Technology and business are both key drivers of math curriculum reform and potential beneficiaries. The IBM personal computer appeared in 1981, the same year of the last math curriculum review. Businesses are desperate to manipulate a mass of data gathered with expanded computer horsepower - but can't find enough people with strong math skills. The number of math majors is declining - another reason for curriculum review. If there's a way to make math more appealing, it will be found this time around, some say.

"Everybody is seeing that the technical preparation of the work force is totally inadequate," says Thomas Berger, chair of the MAA committee overseeing the curriculum review. "The mathematics-education community is confronted with the challenge of better preparing people in all the math-intensive disciplines and that may mean making math programs more engaging."

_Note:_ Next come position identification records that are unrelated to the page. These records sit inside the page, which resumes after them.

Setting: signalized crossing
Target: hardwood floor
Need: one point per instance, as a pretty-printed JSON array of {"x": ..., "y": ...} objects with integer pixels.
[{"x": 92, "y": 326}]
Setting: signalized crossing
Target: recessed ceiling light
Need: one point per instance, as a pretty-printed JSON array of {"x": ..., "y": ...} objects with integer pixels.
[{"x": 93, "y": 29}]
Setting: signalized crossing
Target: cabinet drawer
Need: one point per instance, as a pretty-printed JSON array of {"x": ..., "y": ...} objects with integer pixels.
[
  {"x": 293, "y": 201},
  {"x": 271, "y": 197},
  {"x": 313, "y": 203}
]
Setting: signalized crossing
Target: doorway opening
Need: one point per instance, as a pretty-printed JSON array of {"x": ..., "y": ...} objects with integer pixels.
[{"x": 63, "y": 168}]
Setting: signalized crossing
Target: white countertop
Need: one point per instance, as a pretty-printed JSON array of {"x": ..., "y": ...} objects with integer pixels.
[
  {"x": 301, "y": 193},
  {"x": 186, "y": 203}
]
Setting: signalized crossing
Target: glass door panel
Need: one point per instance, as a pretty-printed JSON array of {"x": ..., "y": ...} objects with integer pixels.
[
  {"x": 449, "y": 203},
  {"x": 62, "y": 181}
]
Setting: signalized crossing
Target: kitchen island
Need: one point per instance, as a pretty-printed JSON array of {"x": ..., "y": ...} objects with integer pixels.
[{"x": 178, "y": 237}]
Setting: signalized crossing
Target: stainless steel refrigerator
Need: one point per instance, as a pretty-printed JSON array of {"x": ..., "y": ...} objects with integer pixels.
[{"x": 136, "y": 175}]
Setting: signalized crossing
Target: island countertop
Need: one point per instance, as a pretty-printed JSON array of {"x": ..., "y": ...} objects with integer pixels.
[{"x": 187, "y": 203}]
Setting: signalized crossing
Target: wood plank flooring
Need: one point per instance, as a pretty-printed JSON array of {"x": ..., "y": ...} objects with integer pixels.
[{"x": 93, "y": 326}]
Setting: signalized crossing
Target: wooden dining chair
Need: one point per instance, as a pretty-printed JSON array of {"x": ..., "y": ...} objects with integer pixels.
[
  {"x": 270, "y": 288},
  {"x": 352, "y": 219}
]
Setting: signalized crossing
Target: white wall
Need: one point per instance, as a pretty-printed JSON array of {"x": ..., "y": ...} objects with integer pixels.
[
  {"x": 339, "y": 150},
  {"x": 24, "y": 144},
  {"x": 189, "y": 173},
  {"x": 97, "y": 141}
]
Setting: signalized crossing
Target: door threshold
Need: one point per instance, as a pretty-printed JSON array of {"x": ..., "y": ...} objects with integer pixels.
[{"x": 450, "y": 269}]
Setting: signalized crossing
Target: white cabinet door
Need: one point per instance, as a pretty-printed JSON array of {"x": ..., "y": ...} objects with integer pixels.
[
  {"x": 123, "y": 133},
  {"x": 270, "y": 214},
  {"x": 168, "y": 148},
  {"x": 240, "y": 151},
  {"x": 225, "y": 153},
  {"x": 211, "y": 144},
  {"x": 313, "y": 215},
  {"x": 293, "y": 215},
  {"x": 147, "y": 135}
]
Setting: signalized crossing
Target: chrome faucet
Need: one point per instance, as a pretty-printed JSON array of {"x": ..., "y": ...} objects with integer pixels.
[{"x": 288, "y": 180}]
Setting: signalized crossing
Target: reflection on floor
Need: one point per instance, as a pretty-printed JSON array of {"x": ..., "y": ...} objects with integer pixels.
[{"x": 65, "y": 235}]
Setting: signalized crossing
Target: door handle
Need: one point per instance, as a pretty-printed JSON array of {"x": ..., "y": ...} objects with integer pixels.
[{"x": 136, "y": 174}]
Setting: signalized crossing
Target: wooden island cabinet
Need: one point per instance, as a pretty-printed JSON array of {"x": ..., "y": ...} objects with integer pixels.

But reconciling the mathematical desires of the different disciplines may be the committee's largest challenge.

At the Bowdoin conference, the computer scientists and physicists were cordial despite grumbling by one surly physicist who, over dessert, challenged a computer scientist to prove that his relatively new field of study was actually an academic discipline.

Such flaps hint at larger differences. Physicists said they want more "continuous" math - involving calculus concepts - earlier in the college career. Computer scientists want more "discrete" math - basic logic, proof by induction, and elementary set theory - which physicists care little about.

As a result, the reform effort is putting everything on the table - from differential equations to vector analysis. Even calculus - Sir Isaac Newton's creation and a central math tool of the 20th century - is not exempt.

Calculus makes it possible to plot an astronaut's orbit or design a microchip. Yet it could be downgraded from its current perch as the premier umbrella math course.

Donald Small, a professor of mathematics at the US Military Academy at West Point, N.Y., hopes that will happen. He shocked a room of physicists at the Bowdoin conference by predicting that the fat calculus text that math majors lug around will "be dead in 10 years."

Several moments of stunned silence followed as his audience struggled to grasp whether he hopes to dump calculus - which is to physics as gasoline is to the internal-combustion engine.

He doesn't. Calculus will continue to be important, but Dr. Small expects that mathematical modeling will supercede it in rank in the next decade.

Meanwhile, computer scientists brainstorm about their ideal math curriculum in another room on the leafy campus. It may have been wise to separate the two groups, given the disparate views. Still, the ultimate goal of both seemed identical.

"This whole thing is about the overriding feeling most students are left with from high school - that subconscious sense that math is not something that has meaning - that it's just moving symbols around," says Douglas Baldwin, a computer scientist at State University of New York at Geneseo.

"We have to get students' attention loose from the mechanisms of the mathematics and focused on the deeper issues," he says. "That's when they begin to understand that there is some real meaning."